Strenuous efforts are being to reduce the price of a fuel cell. Takeo Yamaguchi of Tokyo Institute of Technology reduced the amount of platinum in the catalyst to one third. He blended iron and others with platinum catalyst and changed the distance between platinum atoms, and subsequently increased the efficiency of the catalyst by three times. His catalyst is more durable than the existing catalyst. An experiment has verified that it is durable for 10 years. He plans to commercialize this new catalyst in five years. Naotoshi Nakashima of Kyushu University devised a method to fix small carbon particles on a carbon nanotube. His method prevents particles from clotting even if each particle is small, and thus it does not deteriorate the performance of a fuel cell. It is expected to reduce the amount of platinum used in a fuel cell by one tenth.

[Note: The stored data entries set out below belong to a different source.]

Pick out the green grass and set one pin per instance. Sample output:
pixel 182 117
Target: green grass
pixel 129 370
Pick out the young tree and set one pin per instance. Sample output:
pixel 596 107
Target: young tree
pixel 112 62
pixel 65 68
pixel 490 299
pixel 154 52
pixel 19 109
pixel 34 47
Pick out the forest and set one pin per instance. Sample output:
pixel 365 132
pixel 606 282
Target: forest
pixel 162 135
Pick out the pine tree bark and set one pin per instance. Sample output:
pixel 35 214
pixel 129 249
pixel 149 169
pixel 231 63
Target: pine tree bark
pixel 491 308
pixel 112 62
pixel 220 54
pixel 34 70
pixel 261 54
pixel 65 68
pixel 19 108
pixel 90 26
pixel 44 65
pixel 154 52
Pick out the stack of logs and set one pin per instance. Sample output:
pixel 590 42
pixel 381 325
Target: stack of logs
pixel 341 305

 A new electrode for fuel cell developed by Kyushu University

Nobuhiro Yoshikawa of the University of Tokyo has opened up a road to reduce the production cost of a hydrogen tank by 10% in alliance with Nissan Motor. Using a high precision simulation technology, he will eliminate waste of carbon fiber reinforced plastics used to cover the tank. He is exploring the conditions to decrease the number of carbon fiber reinforced plastics while maintain the strength by dividing a tank into 85 million parts. A research team made up of researchers from automakers and home electronics makers changes the figure of carbon particles on the electrode surface to a columnar figure so that oxygen is delivered to the catalyst efficiently. It is working on the structure to eliminate the water generated by the reaction, and thereby increase the generating efficiency of each electrode. It plans to reduce the number of electrodes to reduce the cost of a fuel cell by more than 10%.

Teijin developed an inexpensive catalyst for fuel cell vehicles. The new catalyst employs iron and nitrogen instead of platinum. It presently cannot exhibit performance higher than 70% of the current level, but the company wishes the new catalyst to exhibit the same performance exhibited by a catalyst made purely of platinum, while reducing the price of a catalyst to less than one tenth of the current level. It used iron compounds and polyacrylonitrile (PAN) that contains nitrogen as materials. It created particles with a diameter of several hundred of nanometer by dissolving the iron compounds and PAN in a solvent and treating them with heat in a gas that contains ammonia. It built a fuel cell using these particles as a catalyst and generated about 0.4 V at about 1 ampere.